The confidence intervals for the mean and variance of the samples are plotted above. The green lines represent confidence intervals that contains the true mean and variance, while the red lines represent the opposite. It is seen that the fraction of confidence intervals that contain the true mean and variance is close to 0.95, indicating that the confidence intervals are robust.

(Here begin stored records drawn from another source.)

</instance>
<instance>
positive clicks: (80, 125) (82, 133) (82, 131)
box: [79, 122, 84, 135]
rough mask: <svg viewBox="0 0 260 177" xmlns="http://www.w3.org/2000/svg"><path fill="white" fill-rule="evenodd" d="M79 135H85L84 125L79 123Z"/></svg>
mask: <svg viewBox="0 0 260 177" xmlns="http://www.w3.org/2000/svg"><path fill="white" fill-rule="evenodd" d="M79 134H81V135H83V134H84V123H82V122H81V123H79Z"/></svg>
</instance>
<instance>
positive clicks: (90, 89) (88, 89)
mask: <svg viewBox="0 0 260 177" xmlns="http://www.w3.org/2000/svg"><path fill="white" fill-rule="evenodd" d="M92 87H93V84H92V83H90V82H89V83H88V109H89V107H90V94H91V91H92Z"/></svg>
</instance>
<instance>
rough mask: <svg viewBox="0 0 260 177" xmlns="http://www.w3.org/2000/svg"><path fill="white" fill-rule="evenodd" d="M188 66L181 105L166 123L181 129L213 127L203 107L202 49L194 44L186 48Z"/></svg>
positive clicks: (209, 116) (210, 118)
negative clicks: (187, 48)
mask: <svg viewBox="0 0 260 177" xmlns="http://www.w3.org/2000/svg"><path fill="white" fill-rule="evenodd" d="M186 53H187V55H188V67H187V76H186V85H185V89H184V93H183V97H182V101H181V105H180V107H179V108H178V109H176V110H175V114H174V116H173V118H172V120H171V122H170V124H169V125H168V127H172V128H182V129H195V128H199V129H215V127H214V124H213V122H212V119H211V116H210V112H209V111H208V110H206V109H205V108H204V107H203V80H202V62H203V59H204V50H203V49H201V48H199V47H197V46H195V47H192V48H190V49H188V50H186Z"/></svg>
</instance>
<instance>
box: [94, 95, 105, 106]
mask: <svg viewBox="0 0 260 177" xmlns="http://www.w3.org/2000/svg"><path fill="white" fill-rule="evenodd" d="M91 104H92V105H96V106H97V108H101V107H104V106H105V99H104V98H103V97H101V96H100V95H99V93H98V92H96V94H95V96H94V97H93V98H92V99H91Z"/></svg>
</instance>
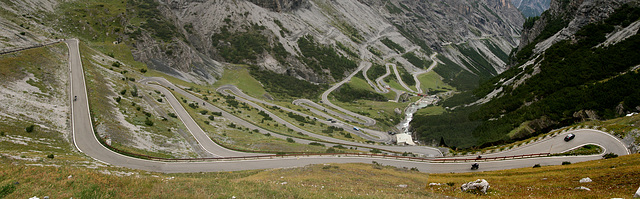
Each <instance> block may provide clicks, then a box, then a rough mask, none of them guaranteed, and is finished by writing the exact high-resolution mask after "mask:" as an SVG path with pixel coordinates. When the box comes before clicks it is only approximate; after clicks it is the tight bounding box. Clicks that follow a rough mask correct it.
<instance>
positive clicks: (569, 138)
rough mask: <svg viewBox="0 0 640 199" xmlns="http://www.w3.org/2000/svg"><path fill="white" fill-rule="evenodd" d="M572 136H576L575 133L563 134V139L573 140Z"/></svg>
mask: <svg viewBox="0 0 640 199" xmlns="http://www.w3.org/2000/svg"><path fill="white" fill-rule="evenodd" d="M573 138H576V135H575V134H573V133H569V135H567V136H565V137H564V141H565V142H568V141H571V140H573Z"/></svg>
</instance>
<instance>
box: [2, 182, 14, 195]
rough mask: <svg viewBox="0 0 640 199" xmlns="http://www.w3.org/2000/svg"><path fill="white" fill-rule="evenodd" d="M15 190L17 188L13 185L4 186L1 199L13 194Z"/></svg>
mask: <svg viewBox="0 0 640 199" xmlns="http://www.w3.org/2000/svg"><path fill="white" fill-rule="evenodd" d="M15 190H16V186H15V185H13V184H12V183H9V184H7V185H5V186H2V188H0V198H4V197H5V196H7V195H9V194H11V193H13V192H14V191H15Z"/></svg>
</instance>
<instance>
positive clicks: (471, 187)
mask: <svg viewBox="0 0 640 199" xmlns="http://www.w3.org/2000/svg"><path fill="white" fill-rule="evenodd" d="M460 189H461V190H462V191H467V190H474V189H477V190H480V191H481V192H482V193H484V194H487V189H489V182H487V181H486V180H485V179H477V180H476V181H473V182H467V183H464V184H462V186H460Z"/></svg>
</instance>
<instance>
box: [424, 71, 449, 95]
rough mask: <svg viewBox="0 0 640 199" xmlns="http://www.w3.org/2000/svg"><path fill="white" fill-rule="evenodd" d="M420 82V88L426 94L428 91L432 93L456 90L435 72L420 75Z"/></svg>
mask: <svg viewBox="0 0 640 199" xmlns="http://www.w3.org/2000/svg"><path fill="white" fill-rule="evenodd" d="M418 81H420V87H421V88H422V90H423V91H424V92H426V91H427V90H428V91H430V92H429V93H432V92H434V91H449V90H455V88H453V87H452V86H450V85H448V84H446V83H444V82H443V81H442V77H440V75H438V73H436V72H434V71H429V72H427V73H423V74H420V75H418Z"/></svg>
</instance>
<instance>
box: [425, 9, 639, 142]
mask: <svg viewBox="0 0 640 199" xmlns="http://www.w3.org/2000/svg"><path fill="white" fill-rule="evenodd" d="M639 20H640V8H638V3H637V1H627V0H616V1H605V0H584V1H552V2H551V7H550V9H549V10H547V11H546V12H545V13H543V14H542V16H541V17H540V18H539V19H537V20H536V21H528V22H527V23H526V24H525V30H524V31H523V35H522V41H521V42H520V46H519V50H518V51H516V52H514V56H513V59H512V62H513V67H511V68H510V69H509V70H507V71H505V72H504V73H502V74H500V75H498V76H497V77H495V78H493V79H491V80H489V81H487V82H485V83H483V84H482V85H481V86H480V87H479V88H478V89H476V90H474V92H473V93H472V94H473V95H471V93H470V94H468V95H465V96H458V97H457V98H455V97H454V98H452V100H448V101H449V102H446V101H445V104H446V105H449V106H452V107H453V106H455V107H456V109H455V110H454V111H452V112H451V113H448V114H445V115H444V116H441V117H439V118H435V117H421V118H416V120H414V123H413V124H415V125H414V127H415V128H416V129H417V131H419V132H430V133H431V134H429V135H428V136H427V137H429V139H434V140H438V139H441V138H444V140H445V141H446V142H447V143H449V144H453V145H457V146H461V145H464V144H463V143H469V142H473V141H475V142H476V145H485V146H486V145H492V144H499V143H504V142H509V141H512V140H518V139H524V138H527V137H529V136H532V135H536V134H539V133H544V132H547V131H549V130H550V129H553V128H558V127H561V126H566V125H571V124H573V123H575V122H580V121H584V120H599V119H610V118H615V117H620V116H625V115H626V114H629V113H631V112H637V111H640V106H639V105H640V104H638V103H637V101H636V100H633V99H635V98H637V97H638V93H640V88H639V87H638V86H637V85H640V82H638V80H639V79H640V78H639V77H638V65H640V59H639V58H638V57H639V56H640V55H639V54H638V52H640V51H638V48H637V47H638V46H640V44H639V43H638V42H639V41H640V40H639V38H640V35H638V28H639V26H640V21H639ZM454 99H455V100H454ZM460 104H466V105H460ZM443 118H444V119H449V120H455V121H458V122H457V123H456V126H464V128H462V129H460V128H453V127H451V128H453V129H458V130H460V131H458V132H455V133H457V134H454V135H455V137H454V136H448V135H449V134H448V133H447V132H449V131H450V130H447V129H450V128H447V127H446V125H439V124H437V123H435V122H436V121H441V120H443ZM428 125H435V126H428ZM434 131H436V132H438V133H433V132H434ZM465 131H466V133H462V132H465ZM620 135H621V136H624V135H623V134H620ZM447 138H449V139H447ZM461 138H465V139H464V141H462V140H463V139H461ZM467 146H469V145H467Z"/></svg>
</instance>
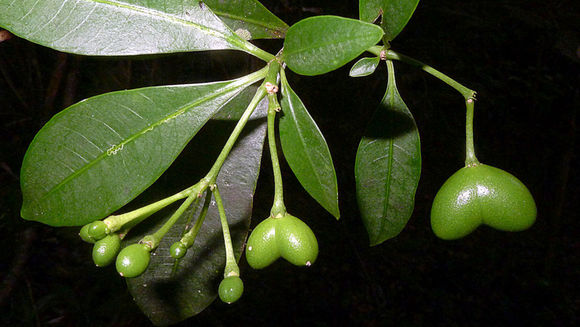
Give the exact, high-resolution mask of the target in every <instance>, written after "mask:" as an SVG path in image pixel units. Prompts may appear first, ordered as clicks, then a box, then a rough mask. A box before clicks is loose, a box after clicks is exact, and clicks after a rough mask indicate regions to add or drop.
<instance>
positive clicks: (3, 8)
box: [0, 0, 246, 56]
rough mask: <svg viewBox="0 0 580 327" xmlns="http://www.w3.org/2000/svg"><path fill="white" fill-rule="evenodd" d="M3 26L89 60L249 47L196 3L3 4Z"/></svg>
mask: <svg viewBox="0 0 580 327" xmlns="http://www.w3.org/2000/svg"><path fill="white" fill-rule="evenodd" d="M0 26H2V27H4V28H6V29H7V30H9V31H11V32H12V33H14V34H16V35H18V36H20V37H22V38H25V39H27V40H29V41H32V42H35V43H38V44H40V45H43V46H47V47H50V48H53V49H56V50H59V51H64V52H70V53H76V54H84V55H99V56H110V55H139V54H156V53H169V52H181V51H202V50H219V49H238V50H242V48H241V47H244V44H245V43H246V42H245V41H244V40H242V39H240V38H239V37H238V36H237V35H236V34H235V33H233V32H232V31H231V30H230V29H229V28H228V27H227V26H226V25H225V24H224V23H223V22H222V21H221V20H219V19H218V18H217V17H216V16H215V15H214V14H213V13H212V12H211V10H209V9H208V8H207V7H206V6H204V5H203V4H200V3H198V1H196V0H192V1H183V0H164V1H145V0H75V1H72V0H0Z"/></svg>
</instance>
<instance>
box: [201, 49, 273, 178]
mask: <svg viewBox="0 0 580 327" xmlns="http://www.w3.org/2000/svg"><path fill="white" fill-rule="evenodd" d="M279 70H280V63H278V61H277V60H273V61H271V62H270V63H269V64H268V73H267V74H266V78H265V80H264V82H263V83H262V85H260V87H258V90H257V91H256V94H255V95H254V97H253V98H252V101H250V104H249V105H248V107H247V108H246V111H244V113H243V114H242V117H241V118H240V120H239V121H238V123H237V124H236V127H234V130H233V131H232V134H231V135H230V137H229V138H228V140H227V142H226V144H225V145H224V147H223V149H222V151H221V152H220V154H219V156H218V158H217V159H216V161H215V163H214V165H213V166H212V167H211V169H210V170H209V172H208V173H207V175H206V176H205V178H204V179H203V180H204V181H205V182H206V183H207V185H213V184H215V181H216V180H217V175H218V174H219V172H220V169H221V168H222V166H223V164H224V162H225V160H226V158H227V157H228V155H229V154H230V151H231V150H232V148H233V147H234V144H235V143H236V140H237V139H238V137H239V136H240V134H241V132H242V130H243V129H244V126H246V123H247V122H248V120H249V119H250V116H252V113H253V112H254V110H255V109H256V107H257V106H258V104H259V103H260V101H262V99H263V98H264V97H265V96H266V88H265V86H264V85H265V84H266V83H268V82H269V81H270V80H271V79H272V76H271V75H272V74H273V72H275V76H276V75H277V74H278V71H279ZM274 78H275V77H274Z"/></svg>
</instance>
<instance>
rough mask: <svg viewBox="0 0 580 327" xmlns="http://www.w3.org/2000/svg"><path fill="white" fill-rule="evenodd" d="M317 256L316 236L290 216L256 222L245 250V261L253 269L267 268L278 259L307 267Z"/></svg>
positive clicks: (311, 232)
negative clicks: (257, 224)
mask: <svg viewBox="0 0 580 327" xmlns="http://www.w3.org/2000/svg"><path fill="white" fill-rule="evenodd" d="M317 256H318V241H317V240H316V236H314V233H313V232H312V230H311V229H310V227H308V225H306V224H305V223H304V222H302V220H300V219H298V218H296V217H294V216H292V215H289V214H286V215H285V216H284V217H281V218H273V217H269V218H266V219H265V220H264V221H262V222H261V223H259V224H258V226H256V228H255V229H254V230H253V231H252V234H251V235H250V237H249V238H248V244H247V247H246V260H247V261H248V264H249V265H250V266H251V267H252V268H254V269H262V268H264V267H267V266H269V265H270V264H271V263H272V262H274V261H276V259H278V258H279V257H282V258H284V259H286V260H288V261H289V262H290V263H292V264H294V265H297V266H310V265H311V264H313V263H314V261H316V258H317Z"/></svg>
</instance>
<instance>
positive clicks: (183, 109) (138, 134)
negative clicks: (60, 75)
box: [36, 80, 249, 202]
mask: <svg viewBox="0 0 580 327" xmlns="http://www.w3.org/2000/svg"><path fill="white" fill-rule="evenodd" d="M199 85H202V84H199ZM242 85H243V84H242ZM248 85H249V84H248ZM228 86H229V88H228ZM236 87H241V85H238V83H236V81H235V80H234V81H233V82H232V83H230V84H227V85H226V87H224V88H222V89H221V91H222V92H213V93H212V95H210V96H206V97H203V98H201V99H199V100H198V101H196V102H193V103H189V104H187V105H185V106H182V107H180V108H179V109H178V110H176V111H174V112H173V113H172V114H170V115H167V116H165V118H164V119H160V120H158V121H157V122H155V123H153V124H151V125H149V126H147V127H146V128H143V129H141V130H140V131H138V132H137V133H135V134H133V135H131V136H130V137H128V138H126V139H125V140H124V141H122V142H120V143H119V144H117V145H114V147H115V148H118V147H124V146H125V145H127V144H129V143H131V142H132V141H134V140H136V139H137V138H138V137H140V136H141V135H145V134H146V133H148V132H150V131H153V130H154V129H155V128H157V127H158V126H161V125H163V124H164V123H165V121H167V120H171V119H173V118H176V117H178V116H180V115H182V114H184V113H185V112H186V111H188V110H189V109H191V108H193V107H195V106H197V105H199V104H201V103H203V102H206V101H209V100H211V99H213V98H216V97H218V96H219V95H221V94H223V93H227V92H229V91H231V90H233V89H235V88H236ZM75 106H76V105H75ZM71 109H72V108H71ZM111 148H112V147H111ZM107 150H108V149H107ZM107 150H104V151H103V152H102V153H101V154H100V155H99V156H97V157H96V158H95V159H94V160H92V161H90V162H89V163H88V164H86V165H84V166H83V167H81V168H80V169H78V170H77V171H75V172H74V173H72V174H71V175H69V176H67V177H66V178H65V179H63V180H62V181H61V182H60V183H58V184H56V185H55V186H54V187H52V188H51V189H50V190H49V191H48V192H46V193H45V194H43V195H42V196H40V197H39V198H38V199H37V200H36V202H41V201H42V200H43V199H45V198H47V197H49V196H51V195H52V194H54V193H55V192H57V191H58V190H59V189H60V188H62V187H63V186H64V185H66V184H68V182H69V181H71V180H72V179H74V178H76V177H77V176H79V175H81V174H83V173H85V172H86V171H88V170H89V169H90V168H91V167H93V166H94V165H96V164H97V163H99V162H101V161H102V160H103V158H106V157H109V155H108V154H107V152H108V151H107Z"/></svg>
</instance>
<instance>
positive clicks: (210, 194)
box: [181, 192, 211, 248]
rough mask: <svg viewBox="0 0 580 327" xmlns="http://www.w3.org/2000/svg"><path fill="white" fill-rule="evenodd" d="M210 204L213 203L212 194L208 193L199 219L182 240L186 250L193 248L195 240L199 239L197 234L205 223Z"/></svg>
mask: <svg viewBox="0 0 580 327" xmlns="http://www.w3.org/2000/svg"><path fill="white" fill-rule="evenodd" d="M210 202H211V193H210V192H207V193H206V194H205V201H204V202H203V208H202V209H201V213H200V214H199V217H198V218H197V220H196V221H195V224H194V225H193V227H192V228H191V229H190V230H189V231H187V233H185V235H183V237H182V238H181V243H183V245H185V247H186V248H190V247H191V246H193V243H194V242H195V238H196V237H197V233H199V230H200V229H201V226H202V225H203V221H204V220H205V216H206V214H207V210H208V209H209V204H210Z"/></svg>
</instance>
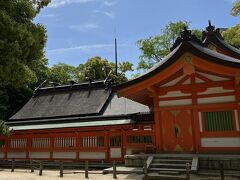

Part 4 - Pareto distribution using composition¶

Now we wish to use composition to generate samples from the Pareto distribution. We do this by first generating samples, $\lambda$, from an exponential distribution. We then use these samples as the $\lambda$ coefficient in the exponential distribution to generate samples from the Pareto distribution.

In [ ]:
num_samples = 10000

# Generate samples from uniform distribution
U1 = np.random.rand(num_samples)
U2 = np.random.rand(num_samples)

# Transform to Pareto distribution using composition method
beta = 1
y_comp = uniform_2_exponential(U1, beta)
X_comp = uniform_2_exponential(U2, y_comp)

# Plot
X_comp_q975 = X_comp[X_comp < np.quantile(X_comp, 0.975)] # Exclude extreme values for plotting purposes
x_pareto = np.linspace(min(X_comp_q975), max(X_comp_q975), 100, endpoint=True) # PDF points
fig = go.Figure(go.Histogram(x=X_comp_q975, xbins=dict(start=1, size=(max(X_comp_q975)-min(X_comp_q975))/20), histnorm='probability density', name='Samples', marker=dict(color='blue')))
fig.add_trace(go.Scatter(x=x_pareto, y=pareto_pdf(x_pareto, 1, beta), mode='lines', name='Pareto PDF', line=dict(color='red')))
fig.update_layout(height=400, width=800, title_text="Pareto samples using composition", bargap=0.1, margin=dict(l=50, r=50, t=100, b=50))
fig.update_xaxes(range=[1, None]); fig.update_yaxes(range=[0, 0.3])
fig.show()

In the plot above we see the samples generated using composition compared with the pdf of the Pareto distribution. We see that the samples generated using composition are consistent with the theoretical pdf.

Note that the shown histogram is truncated at the 97.5 percentile of the Pareto distribution. This is because the Pareto distribution has a long tail, and the histogram would be difficult to interpret if we included the entire range of the distribution.